Bilim insanlarına göre gözlemlenebilir evrendeki tüm maddelerin yüzde 80'ini karanlık madde oluşturuyor. Buna rağmen karanlık maddeyi Dünya'dan gözlemleyebilmek en azından şu anki teknolojilerimizle mümkün olmadığından evrenin büyük bir bölümünü oluşturan bu yapıları gerçek anlamda göremiyoruz.
Uluslararası bir çalışma ekibi, Dark Energy Survey (Karanlık Enerji Araştırması - DES) kapsamında Güney Yarım Küreden gözlemlenebilen gökyüzünün dörtte birini tarayarak şimdiye kadarki en büyük karanlık madde haritasını oluşturdular. Peki karanlık maddeyi göremiyorsak böyle bir haritayı nasıl oluşturabildik?
Tıpkı görebildiğimiz maddeler gibi karanlık madde de ışığı bükme gücüne sahiptir. Bu bilgiden yararlanan bilim insanları, uzak galaksilerden gelen ışığın Dünya'ya ulaşana kadar nasıl bir bozulma yaşadığını mercek altına alarak karanlık maddenin haritasını oluşturmayı başardı. Bir başka deyiş ile bu harita, karanlık maddeyi değil, karanlık maddenin ışık üzerindeki etkisi takip edilerek oluşturuldu.
Tahmin edebileceğiniz gibi yapay zeka, bu araştırmada da bilim insanlarının en önemli yardımcılarından biri oldu ve proje kapsamında gözlemlenen 100 milyon galaksiye ait verileri analiz etti. Yalnızca Samanyolu Galaksisinde 100 milyar yıldız olduğunu düşünürsek, analiz edilen verinin büyüklüğünü anlayabiliriz.
University College London'dan (UCL) araştırmanın başyazarı Dr.
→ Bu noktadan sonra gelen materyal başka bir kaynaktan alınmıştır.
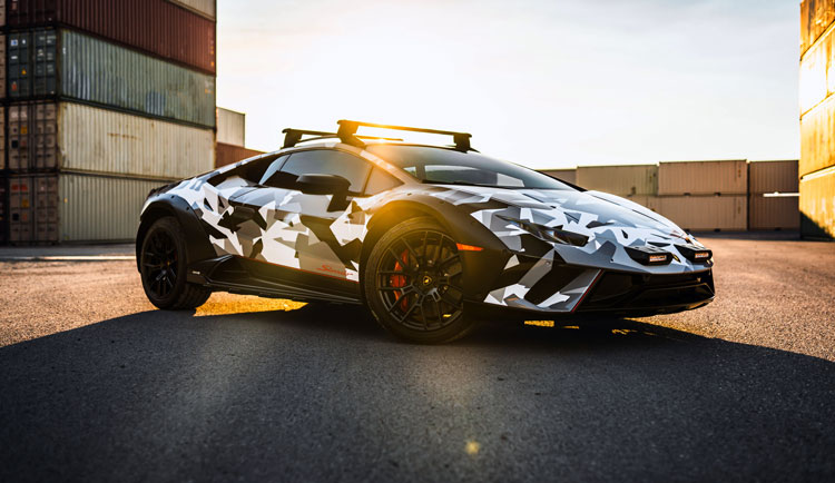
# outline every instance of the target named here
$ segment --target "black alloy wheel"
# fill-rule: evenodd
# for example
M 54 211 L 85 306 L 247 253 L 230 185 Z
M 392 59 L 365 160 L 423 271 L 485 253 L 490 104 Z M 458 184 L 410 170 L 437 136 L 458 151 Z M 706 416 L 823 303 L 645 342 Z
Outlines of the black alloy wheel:
M 177 219 L 159 218 L 148 228 L 139 254 L 145 295 L 159 308 L 183 309 L 203 305 L 212 290 L 186 282 L 186 243 Z
M 465 335 L 463 264 L 455 241 L 431 218 L 406 220 L 369 257 L 364 285 L 372 313 L 390 332 L 419 343 Z

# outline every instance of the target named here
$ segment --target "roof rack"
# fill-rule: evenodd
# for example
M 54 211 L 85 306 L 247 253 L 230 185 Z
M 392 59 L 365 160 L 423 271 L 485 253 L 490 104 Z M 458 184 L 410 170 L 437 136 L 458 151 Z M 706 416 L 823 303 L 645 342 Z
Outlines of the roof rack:
M 426 132 L 430 135 L 443 135 L 443 136 L 452 136 L 452 141 L 455 144 L 455 149 L 462 152 L 471 151 L 473 150 L 470 146 L 470 138 L 472 137 L 469 132 L 455 132 L 455 131 L 442 131 L 438 129 L 425 129 L 425 128 L 410 128 L 405 126 L 391 126 L 391 125 L 380 125 L 376 122 L 363 122 L 363 121 L 354 121 L 354 120 L 346 120 L 342 119 L 337 121 L 336 124 L 340 125 L 340 130 L 336 132 L 336 135 L 340 137 L 340 140 L 342 142 L 345 142 L 347 145 L 356 146 L 356 147 L 365 147 L 365 142 L 363 142 L 362 138 L 367 138 L 366 136 L 356 136 L 356 130 L 362 127 L 369 127 L 369 128 L 382 128 L 382 129 L 394 129 L 399 131 L 412 131 L 412 132 Z
M 282 146 L 282 149 L 292 148 L 295 145 L 304 141 L 315 141 L 318 139 L 335 139 L 340 136 L 336 132 L 325 132 L 325 131 L 312 131 L 307 129 L 293 129 L 287 128 L 282 131 L 284 134 L 284 146 Z M 312 138 L 302 139 L 304 136 L 313 136 Z M 361 139 L 380 139 L 384 141 L 402 141 L 403 139 L 400 138 L 380 138 L 376 136 L 356 136 Z M 362 141 L 361 141 L 362 142 Z

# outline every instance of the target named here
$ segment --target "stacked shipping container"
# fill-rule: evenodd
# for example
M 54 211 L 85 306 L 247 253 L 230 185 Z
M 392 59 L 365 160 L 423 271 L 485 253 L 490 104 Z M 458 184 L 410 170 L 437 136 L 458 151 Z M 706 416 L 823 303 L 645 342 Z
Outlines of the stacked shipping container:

Niall Jeffrey, gerçekleştirdikleri çalışma ile ilgili yaptığı açıklamada oluşturulan haritanın görünür madde ile benzer bir modele sahip olduğunu, karanlık maddenin yer yer boşluklar yer yer de yoğun madde kümelerine sahip ağsı bir yapıda olduğunu belirtti.
Çalışmanın yazarlarından UCL Fizik ve Astronomi bölümünden Profesör Ofer Lahav ise kütleçekimsel mercekleme olarak da bilinen yer çekiminin ışığı bükme gücünü hesaplayarak hem görünür hem de görünmez yani karanlık maddenin haritasını oluşturabileceğimizi ifade ederken; "Bu, bizi evrenin neyden oluştuğunu ve nasıl geliştiğini anlamaya yaklaştırıyor" dedi.